LOGGER = logging.getLogger(__name__)


class KafkaProducer:
    """Class used to send messages to kafka"""

    def __init__(self, schema: str, kafka_info: KafkaInfo):
        producer_ssm_conf = {
            "bootstrap.servers": kafka_info.bootstrap_servers,
            "security.protocol": kafka_info.security_protocol,
            "sasl.mechanism": kafka_info.sasl_mecanism,
            "sasl.username": kafka_info.sasl_username,
            "sasl.password": kafka_info.sasl_password,
        }
        registry_ssm_conf = {"url": kafka_info.schema_registry_url}

        serializer = AvroSerializer(
            SchemaRegistryClient(registry_ssm_conf), schema, conf={"auto.register.schemas": False}
        )

        producer_default_conf = {
            "value.serializer": serializer,
            "key.serializer": StringSerializer(),
            "enable.idempotence": "true",
            "max.in.flight.requests.per.connection": 1,
            "retries": 5,
            "acks": "all",
            "retry.backoff.ms": 500,
            "queue.buffering.max.ms": 500,
            "error_cb": self.delivery_report,
        }

        self.__serializing_producer = SerializingProducer({**producer_default_conf, **producer_ssm_conf})

    def produce(self, topic: str, key=None, value=None, timestamp=0):
        """Asynchronously produce message to a topic"""
        LOGGER.info(f"Produce message {value} to topic {topic}")
        self.__serializing_producer.produce(topic, key, value, on_delivery=self.delivery_report, timestamp=timestamp)

    def flush(self):
        """
        Flush messages and trigger callbacks
        :return: Number of messages still in queue.
        """
        LOGGER.debug("Flushing messages to kafka")
        return self.__serializing_producer.flush()

    @staticmethod
    def delivery_report(err, msg):
        """
        Called once for each message produced to indicate delivery result.
        Triggered by poll() or flush().
        """
        if err:
            LOGGER.error(f"Kafka message delivery failed: {err}")
        else:
            LOGGER.info(f"Kafka message delivered to {msg.topic()} [{msg.partition()}]")

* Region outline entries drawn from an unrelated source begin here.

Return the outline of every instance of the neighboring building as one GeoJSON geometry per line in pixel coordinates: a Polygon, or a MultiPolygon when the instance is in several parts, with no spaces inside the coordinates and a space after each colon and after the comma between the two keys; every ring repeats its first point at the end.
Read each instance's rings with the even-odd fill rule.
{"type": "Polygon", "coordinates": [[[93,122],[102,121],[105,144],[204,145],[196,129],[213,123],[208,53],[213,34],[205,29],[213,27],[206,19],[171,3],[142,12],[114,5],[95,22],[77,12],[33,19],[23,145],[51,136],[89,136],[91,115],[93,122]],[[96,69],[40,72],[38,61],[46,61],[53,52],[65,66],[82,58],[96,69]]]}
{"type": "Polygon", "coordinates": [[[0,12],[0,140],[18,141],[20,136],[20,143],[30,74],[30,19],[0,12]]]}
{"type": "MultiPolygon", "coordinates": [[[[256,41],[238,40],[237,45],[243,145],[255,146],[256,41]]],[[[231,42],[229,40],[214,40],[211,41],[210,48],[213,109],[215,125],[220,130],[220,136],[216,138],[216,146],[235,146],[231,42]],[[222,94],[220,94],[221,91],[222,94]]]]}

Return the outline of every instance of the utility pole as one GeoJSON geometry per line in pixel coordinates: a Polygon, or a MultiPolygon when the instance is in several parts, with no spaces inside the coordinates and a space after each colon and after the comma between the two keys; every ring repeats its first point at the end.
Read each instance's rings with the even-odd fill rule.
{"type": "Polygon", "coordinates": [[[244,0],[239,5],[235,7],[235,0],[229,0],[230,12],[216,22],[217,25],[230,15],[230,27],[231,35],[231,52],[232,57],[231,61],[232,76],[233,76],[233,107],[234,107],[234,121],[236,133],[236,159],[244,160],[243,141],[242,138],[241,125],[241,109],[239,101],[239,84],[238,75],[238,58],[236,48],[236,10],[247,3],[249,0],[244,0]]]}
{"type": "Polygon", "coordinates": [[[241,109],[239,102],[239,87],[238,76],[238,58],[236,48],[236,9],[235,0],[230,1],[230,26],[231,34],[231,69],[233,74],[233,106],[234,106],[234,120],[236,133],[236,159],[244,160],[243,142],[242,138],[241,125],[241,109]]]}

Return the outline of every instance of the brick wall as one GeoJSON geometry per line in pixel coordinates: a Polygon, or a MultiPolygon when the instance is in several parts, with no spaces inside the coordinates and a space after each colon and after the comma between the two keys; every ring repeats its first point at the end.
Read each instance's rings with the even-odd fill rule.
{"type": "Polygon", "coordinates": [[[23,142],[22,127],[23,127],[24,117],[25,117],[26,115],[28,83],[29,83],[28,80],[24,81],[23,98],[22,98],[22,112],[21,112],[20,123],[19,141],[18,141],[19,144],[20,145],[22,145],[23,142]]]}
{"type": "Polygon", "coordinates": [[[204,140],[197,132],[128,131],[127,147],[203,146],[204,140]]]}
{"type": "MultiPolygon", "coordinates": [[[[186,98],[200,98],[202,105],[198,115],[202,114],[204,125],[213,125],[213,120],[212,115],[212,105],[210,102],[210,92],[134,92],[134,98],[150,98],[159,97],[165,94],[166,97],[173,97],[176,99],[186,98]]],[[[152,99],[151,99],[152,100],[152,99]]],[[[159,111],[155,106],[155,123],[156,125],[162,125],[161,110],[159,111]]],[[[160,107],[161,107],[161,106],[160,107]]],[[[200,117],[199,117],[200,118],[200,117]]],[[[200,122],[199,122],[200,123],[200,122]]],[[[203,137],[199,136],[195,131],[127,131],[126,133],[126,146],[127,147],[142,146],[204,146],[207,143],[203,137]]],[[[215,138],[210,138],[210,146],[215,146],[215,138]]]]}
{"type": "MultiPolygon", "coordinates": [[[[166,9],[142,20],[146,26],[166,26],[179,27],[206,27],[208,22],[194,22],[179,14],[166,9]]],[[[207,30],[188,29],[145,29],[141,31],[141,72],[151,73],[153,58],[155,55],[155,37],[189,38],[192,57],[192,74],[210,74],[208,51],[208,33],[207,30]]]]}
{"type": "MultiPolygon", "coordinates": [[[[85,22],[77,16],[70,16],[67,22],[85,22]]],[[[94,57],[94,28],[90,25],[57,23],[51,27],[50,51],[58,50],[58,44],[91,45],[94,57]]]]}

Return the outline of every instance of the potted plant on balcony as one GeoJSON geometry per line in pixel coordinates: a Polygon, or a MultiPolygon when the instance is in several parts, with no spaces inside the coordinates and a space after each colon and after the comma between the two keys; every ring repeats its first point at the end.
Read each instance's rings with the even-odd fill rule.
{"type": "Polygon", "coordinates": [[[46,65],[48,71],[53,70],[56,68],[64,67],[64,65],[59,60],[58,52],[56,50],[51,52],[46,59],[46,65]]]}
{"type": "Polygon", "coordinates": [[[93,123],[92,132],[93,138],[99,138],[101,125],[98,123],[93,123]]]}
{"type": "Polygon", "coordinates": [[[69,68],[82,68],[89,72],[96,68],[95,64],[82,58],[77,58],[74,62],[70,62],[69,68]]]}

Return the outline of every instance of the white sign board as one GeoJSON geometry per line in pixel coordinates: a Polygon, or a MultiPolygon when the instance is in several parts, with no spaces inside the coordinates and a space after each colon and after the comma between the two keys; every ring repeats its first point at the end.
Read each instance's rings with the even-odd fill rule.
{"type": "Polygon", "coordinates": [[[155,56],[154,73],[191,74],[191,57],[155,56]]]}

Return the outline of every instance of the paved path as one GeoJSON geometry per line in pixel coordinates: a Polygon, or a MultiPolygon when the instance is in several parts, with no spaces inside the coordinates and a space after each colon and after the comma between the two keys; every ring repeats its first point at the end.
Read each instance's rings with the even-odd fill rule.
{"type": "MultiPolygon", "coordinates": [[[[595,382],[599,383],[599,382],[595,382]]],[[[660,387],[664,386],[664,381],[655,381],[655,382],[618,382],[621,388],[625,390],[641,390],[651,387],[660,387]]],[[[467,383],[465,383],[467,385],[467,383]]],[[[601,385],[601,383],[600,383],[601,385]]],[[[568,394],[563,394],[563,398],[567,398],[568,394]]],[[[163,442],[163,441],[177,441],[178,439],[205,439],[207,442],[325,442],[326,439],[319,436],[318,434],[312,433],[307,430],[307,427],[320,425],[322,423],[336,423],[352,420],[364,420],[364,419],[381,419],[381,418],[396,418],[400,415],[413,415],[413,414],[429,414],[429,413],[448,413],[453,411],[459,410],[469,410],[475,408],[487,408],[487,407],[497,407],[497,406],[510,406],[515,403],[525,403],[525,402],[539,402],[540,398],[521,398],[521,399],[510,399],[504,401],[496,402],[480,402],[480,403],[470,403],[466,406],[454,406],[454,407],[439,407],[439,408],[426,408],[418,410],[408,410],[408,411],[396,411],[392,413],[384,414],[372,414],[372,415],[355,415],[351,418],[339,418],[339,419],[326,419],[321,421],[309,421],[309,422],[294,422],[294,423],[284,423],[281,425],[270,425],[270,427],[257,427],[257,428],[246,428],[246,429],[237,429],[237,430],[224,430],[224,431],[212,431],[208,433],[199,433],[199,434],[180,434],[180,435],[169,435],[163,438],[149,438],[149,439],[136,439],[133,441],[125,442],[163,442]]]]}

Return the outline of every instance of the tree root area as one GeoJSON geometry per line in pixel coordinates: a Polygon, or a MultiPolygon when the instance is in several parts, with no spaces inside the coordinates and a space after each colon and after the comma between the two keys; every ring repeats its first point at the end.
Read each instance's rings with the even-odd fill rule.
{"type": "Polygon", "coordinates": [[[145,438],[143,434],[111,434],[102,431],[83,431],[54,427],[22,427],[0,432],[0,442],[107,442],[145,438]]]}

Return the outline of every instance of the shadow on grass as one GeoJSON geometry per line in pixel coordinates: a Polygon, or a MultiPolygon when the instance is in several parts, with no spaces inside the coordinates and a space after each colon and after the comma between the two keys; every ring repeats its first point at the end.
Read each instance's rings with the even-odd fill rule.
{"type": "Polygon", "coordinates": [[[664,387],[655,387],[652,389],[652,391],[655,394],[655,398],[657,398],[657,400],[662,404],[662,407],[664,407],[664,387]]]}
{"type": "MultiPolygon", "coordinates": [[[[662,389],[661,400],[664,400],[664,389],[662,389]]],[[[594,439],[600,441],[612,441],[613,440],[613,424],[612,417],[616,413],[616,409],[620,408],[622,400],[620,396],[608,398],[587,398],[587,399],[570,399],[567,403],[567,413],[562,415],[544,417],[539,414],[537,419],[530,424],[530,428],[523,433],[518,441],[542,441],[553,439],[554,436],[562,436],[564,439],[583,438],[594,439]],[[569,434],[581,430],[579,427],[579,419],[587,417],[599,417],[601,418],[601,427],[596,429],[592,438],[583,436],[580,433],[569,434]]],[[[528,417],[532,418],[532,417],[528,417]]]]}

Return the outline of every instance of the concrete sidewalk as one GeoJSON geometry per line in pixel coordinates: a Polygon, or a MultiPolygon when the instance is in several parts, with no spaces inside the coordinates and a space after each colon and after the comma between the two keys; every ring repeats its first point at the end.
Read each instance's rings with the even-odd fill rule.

My avro schema (partially redacted to hide the customer info)

{
  "type": "record",
  "name": "EventRecord",
  "namespace": "com.event",
  "doc": "Schéma d'un évènement de supervision brut",
  "fields": [
    {
      "name": "creationTime",
      "type": {
        "type": "long",
        "logicalType": "timestamp-millis"
      }
    },
    {
      "name": "eventTypeId",
      "type": "string"
    },
    {
      "name": "internalProductId",
      "type": [
        "null",
        "string"
      ],
      "default": null
    },
    {
      "name": "description",
      "type": [
        "null",
        "string"
      ],
      "default": null
    },
    {
      "name": "contracts",
      "type": {
        "type": "array",
        "items": "string"
      }
    },
    {
      "name": "points",
      "type": {
        "type": "array",
        "items": "string"
      }
    },
    {
      "name": "objects",
      "type": {
        "type": "array",
        "items": "string"
      }
    }
  ]
}

Received message on the akhq topic

{
  "creationTime": "1970-01-20T13:34:12.378Z",
  "eventTypeId": "test",
  "description": "Test",
  "pgd": [],
  "contracts": [],
  "points": [],
  "objects": []
}

Versions

confluent-kafka[avro]==2.1.1

kafka broker = latest

Operating system: Windows (Kafka stock on docker) / AWS ECS (Docker containers also)

1

There are 1 best solutions below

1
Scott On BEST ANSWER

Your timestamp variable is created like so:

timestamp = datetime.now(tz=tz.gettz(self.config.timezone)).timestamp()

The timestamp() function you call returns the number of seconds since epoch. However, you are using the timestamp-millis logical type which expects milliseconds since epoch.

So the easiest solution is just to multiple your timestamp by 1000.

Another option is that most libraries support logical types so that you should be able to set the creationTime to the datetime object and the library will do the conversion to figure out how many milliseconds it should be for serialization.